Her heart beat faster and faster the closer it came. A spider to its prey. It was over. The murderer would kill her and she would die. No escape. Not this time. No one had saved her. They couldn’t save her if they didn’t believe her.
It stepped up to her. She watched it as it stared at her through the two dents in its head that must’ve been eyes. It lifted two shiny hands, three fingers on each, reaching forward and touching either side of her face. The palms of its hands burned her flesh. They were like fire. She could smell the stench of burnt skin filling her nostrils the moment it laid its hands on her.
The bottom of its face seemed to fall off, making an opening that became its gaping mouth. “Why are you Blessed?” it asked.
She didn’t understand what it was talking about. Its voice was scratchy and harsh, but surprisingly enough, it sounded almost human. Blessed. She had heard that before. The thing had said something like it the other night. What did it mean? She felt dizzy. She was passing out. She couldn’t breathe. The yarn wrapped tighter and tighter around her as she hung there.
It asked again, leaning forward and wrapping hot arms around her. She thought, it actually… sounded sad. Was it… holding her? She felt as if she were comforting it. By letting it hold her, she was comforting it somehow. “Why are you Blessed?”
Even so, she had no idea what it was talking about. The Blessed. She couldn’t breathe. Her lungs ached. It felt like everything hurt in one way or another.
“The Blessed must die. Why are you Blessed?”
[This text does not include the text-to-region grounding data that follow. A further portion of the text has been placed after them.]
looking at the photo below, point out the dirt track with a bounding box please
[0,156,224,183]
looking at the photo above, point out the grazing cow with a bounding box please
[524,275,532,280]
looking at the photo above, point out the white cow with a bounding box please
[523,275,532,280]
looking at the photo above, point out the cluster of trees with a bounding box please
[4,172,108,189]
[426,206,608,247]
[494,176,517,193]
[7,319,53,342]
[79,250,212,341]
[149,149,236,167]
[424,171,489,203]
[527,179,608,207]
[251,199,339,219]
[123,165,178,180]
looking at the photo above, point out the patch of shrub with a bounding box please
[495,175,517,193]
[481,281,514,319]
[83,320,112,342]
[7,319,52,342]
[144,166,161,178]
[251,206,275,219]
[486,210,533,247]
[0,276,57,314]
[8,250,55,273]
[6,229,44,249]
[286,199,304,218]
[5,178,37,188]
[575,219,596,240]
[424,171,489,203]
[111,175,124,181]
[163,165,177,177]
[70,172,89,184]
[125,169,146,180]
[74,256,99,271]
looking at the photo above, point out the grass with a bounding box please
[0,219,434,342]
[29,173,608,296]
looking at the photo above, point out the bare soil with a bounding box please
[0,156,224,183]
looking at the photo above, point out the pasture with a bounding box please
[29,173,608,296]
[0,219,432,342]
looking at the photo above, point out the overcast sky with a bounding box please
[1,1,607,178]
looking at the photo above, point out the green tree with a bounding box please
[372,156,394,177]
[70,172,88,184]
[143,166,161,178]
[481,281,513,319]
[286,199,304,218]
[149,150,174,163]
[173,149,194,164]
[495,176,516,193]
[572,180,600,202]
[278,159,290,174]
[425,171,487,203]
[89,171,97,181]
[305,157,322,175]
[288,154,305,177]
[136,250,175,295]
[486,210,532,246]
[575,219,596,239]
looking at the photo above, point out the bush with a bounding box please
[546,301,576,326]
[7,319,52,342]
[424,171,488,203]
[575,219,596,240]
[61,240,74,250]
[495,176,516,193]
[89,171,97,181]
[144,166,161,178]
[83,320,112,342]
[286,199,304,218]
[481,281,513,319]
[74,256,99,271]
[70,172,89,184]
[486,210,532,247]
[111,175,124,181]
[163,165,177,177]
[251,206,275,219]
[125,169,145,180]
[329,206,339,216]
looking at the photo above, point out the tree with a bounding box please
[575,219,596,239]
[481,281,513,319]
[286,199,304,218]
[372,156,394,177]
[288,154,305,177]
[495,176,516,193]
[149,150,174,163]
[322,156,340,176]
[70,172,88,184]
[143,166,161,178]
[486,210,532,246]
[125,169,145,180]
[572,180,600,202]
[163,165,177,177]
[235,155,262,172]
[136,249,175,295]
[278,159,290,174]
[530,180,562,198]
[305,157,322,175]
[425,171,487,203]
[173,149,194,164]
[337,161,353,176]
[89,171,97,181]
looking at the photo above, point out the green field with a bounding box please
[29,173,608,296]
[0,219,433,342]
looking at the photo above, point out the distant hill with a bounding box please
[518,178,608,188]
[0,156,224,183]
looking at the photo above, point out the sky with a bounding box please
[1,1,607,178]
Her body hurt. She barely acknowledged those hot hands as they tightened around her already bleeding neck. The fire from them scalded her cuts caused by the string. It shut off her air completely. It strangled her, burning and strangling her with its hot hands.
“Why are you Blessed?”
Her skin smoked. Her skin burned in the fire of his palms. His sad voice disappeared from her ears. Her body hung limp and cold from the tangled yarn, caught in the spider’s web.
She was dead.
Her body had died.
Emily felt herself floating. Floating. Out of her body. Her gaze fell on the corpse and she felt bad at the sight. Her body’s bloodshot eyes bulged from singed skin. Her face was blue from the suffocation and her neck had been squeezed so tightly that the monster had crushed it completely, making it cave inward.
But there no light. No light above to guide her to Heaven. No light to take her to Bethany. No light to take her to where her poor, little baby was.
She closed her eyes, a quiet acceptance falling over her. Deformed shadows pulled themselves from the floor, twisting and shrieking as they moved. They wrapped around her, dragging her downward back with them to Hell. She wouldn’t go to Heaven. She wouldn’t see her baby girl. She was going to be where the Blessed were. To the place where the murdered Blessed were held captive in Hell.